Immediately, his mace began to glow with a dim blue light not so different from a glowstick, and he began to descend into the mound. He had no idea what to expect. On the one hand, the hill this thing was built into was less than a hundred feet across, but on the other, with his luck, it could be an infinite warren filled with the unquiet dead.

Fortunately, it turned out to be a little closer to the former than the latter. The thing was still bigger than he thought, but only because the claustrophobically tight hallway sank into the earth as it wound its way to the center. There were burial niches along the walls that were fortunately empty, though there were enough bone shards on the ground to make him feel pretty sure that not many of them had ever made it out of this pit.

That, of course, raised a bigger question. If the undead that were here had been slain here, then how did the zombie outbreak start? There were no clear answers, but eventually, the room opened up into a larger burial chamber that he hoped would fix that.

This place was definitely a tomb. The giant stone sarcophagus stood open in the center, and a steel sword pinned the still squirming occupant of the thing in place. If it couldn’t escape, though, Simon was inclined to ignore it for now as he studied the rest of the room.

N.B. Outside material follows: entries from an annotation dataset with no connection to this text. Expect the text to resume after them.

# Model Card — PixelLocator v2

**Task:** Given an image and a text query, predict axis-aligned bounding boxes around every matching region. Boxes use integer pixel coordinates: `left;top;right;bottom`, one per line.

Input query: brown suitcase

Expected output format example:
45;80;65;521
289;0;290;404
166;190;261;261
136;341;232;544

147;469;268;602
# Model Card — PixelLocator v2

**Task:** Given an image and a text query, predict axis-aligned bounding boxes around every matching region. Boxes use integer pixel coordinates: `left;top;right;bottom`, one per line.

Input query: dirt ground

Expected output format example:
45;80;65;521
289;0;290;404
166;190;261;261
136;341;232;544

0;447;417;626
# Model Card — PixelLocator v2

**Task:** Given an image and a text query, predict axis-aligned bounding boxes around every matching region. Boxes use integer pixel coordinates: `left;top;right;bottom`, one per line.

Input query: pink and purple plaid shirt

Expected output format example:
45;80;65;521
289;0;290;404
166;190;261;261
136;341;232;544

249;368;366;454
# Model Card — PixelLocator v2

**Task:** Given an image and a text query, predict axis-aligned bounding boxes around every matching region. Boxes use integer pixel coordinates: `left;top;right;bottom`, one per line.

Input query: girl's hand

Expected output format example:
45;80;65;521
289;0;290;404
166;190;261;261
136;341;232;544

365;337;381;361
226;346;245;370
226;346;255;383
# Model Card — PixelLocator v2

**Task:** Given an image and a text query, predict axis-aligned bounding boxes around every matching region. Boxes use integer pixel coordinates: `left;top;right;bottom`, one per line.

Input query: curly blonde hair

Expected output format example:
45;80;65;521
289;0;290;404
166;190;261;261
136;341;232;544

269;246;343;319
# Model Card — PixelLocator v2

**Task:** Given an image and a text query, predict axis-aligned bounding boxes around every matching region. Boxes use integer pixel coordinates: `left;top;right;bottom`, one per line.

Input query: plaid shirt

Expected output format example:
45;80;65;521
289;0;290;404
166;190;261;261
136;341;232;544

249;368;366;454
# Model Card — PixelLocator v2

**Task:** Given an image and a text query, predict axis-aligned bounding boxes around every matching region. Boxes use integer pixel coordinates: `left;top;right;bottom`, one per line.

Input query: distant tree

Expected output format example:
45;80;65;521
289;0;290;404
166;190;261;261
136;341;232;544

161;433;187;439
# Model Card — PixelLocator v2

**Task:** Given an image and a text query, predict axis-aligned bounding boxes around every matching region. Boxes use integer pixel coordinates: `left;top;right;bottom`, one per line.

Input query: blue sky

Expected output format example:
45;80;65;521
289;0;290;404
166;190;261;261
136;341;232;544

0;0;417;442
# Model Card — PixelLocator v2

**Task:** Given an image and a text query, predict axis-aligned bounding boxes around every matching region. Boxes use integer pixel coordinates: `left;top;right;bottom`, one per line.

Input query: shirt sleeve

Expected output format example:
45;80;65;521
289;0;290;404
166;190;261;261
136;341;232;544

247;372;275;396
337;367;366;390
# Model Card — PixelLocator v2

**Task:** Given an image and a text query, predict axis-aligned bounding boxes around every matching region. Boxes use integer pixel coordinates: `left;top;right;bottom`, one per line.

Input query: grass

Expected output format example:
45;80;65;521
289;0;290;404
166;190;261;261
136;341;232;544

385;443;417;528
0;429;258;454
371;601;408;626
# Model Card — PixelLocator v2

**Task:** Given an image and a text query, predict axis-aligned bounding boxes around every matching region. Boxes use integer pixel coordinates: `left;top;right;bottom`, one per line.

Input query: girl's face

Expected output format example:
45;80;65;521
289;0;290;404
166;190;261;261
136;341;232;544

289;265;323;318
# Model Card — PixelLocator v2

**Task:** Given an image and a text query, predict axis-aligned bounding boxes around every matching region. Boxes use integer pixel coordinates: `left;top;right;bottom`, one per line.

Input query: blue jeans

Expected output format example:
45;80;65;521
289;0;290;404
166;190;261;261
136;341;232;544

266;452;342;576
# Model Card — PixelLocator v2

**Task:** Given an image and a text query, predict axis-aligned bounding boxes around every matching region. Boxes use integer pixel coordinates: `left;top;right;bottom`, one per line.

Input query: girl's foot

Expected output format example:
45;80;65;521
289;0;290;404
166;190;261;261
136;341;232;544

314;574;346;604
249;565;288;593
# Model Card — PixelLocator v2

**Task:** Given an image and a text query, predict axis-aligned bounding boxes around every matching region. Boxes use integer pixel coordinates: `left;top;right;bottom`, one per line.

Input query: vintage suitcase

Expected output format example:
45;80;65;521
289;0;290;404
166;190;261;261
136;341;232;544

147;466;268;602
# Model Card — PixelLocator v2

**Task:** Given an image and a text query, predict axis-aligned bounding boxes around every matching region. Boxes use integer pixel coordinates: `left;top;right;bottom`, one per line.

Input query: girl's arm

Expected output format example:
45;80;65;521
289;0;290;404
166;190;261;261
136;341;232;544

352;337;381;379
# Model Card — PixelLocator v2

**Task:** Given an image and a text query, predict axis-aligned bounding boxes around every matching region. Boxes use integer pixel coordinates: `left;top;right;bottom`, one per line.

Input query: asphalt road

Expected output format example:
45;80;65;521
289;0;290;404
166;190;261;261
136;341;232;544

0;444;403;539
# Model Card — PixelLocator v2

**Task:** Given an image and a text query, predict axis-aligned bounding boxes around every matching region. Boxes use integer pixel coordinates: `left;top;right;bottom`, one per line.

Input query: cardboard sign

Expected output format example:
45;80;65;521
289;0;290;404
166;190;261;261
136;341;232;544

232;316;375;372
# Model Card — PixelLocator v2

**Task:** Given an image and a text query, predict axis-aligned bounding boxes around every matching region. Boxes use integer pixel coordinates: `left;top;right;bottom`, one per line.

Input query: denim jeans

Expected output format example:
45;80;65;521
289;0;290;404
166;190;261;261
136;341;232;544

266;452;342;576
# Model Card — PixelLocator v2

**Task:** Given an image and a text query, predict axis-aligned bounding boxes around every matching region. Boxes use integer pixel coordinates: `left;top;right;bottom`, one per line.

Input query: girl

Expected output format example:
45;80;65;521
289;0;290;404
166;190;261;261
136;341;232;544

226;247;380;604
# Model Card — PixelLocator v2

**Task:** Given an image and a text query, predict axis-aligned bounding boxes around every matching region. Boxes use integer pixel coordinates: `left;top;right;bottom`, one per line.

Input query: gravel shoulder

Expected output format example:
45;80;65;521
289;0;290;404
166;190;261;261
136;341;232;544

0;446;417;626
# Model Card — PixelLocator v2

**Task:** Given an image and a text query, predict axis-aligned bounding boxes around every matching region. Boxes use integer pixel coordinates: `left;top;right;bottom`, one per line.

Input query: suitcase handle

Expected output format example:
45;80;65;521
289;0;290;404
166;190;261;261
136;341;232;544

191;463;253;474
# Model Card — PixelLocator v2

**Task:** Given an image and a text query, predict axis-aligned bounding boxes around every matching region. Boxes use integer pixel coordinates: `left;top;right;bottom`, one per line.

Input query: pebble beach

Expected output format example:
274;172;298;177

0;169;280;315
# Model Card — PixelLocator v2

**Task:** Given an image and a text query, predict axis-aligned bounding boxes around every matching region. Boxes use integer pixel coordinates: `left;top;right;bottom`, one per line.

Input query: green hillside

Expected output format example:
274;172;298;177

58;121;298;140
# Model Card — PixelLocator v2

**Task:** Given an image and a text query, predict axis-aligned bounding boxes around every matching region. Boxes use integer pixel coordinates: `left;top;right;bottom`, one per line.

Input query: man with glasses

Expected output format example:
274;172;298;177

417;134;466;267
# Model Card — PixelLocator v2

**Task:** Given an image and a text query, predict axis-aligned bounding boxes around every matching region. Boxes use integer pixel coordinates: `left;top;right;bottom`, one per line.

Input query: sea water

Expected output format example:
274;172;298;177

There were several burnt-out candles and signs that some sort of ritual had taken place, but nothing concrete. It was only after searching the place for several minutes that he noticed that the simple crown on the head of the zombie was made of paper.

Simon reached for it and unfolded the thing to find a note with contents that were as baffling as everything else so far. ‘Sorry, I needed to borrow this. Maybe we can meet again in your next life and discuss why.’

It didn’t come right out and say it, but to him, it felt like the note was addressed specifically to him, or at least to the Pit’s hero, if not Simon himself. He only realized that it ended with a threat after he picked it up, but he didn’t care too much about that. Simon took the opportunity to crush the skull of the only danger in the room, but even as he did so, he realized he’d made a mistake.

First, the runes on the coffin glowed for a moment, and then that spread to the walls in a faint ripple of old magic. He turned to face the glow at the same time, he drew his sword, fearing an ambush from behind. None of that was enough, though, because he wasn’t attacked. Instead, the heavy stone ceiling above him just gave way.

“Gervuul Oon—” he shouted, trying to blast himself free and open a skylight above him.

There was no time, though. In the split second, he’d taken to come up with a plan, he was crushed to death by hundreds of pounds of stones, and he died instantly.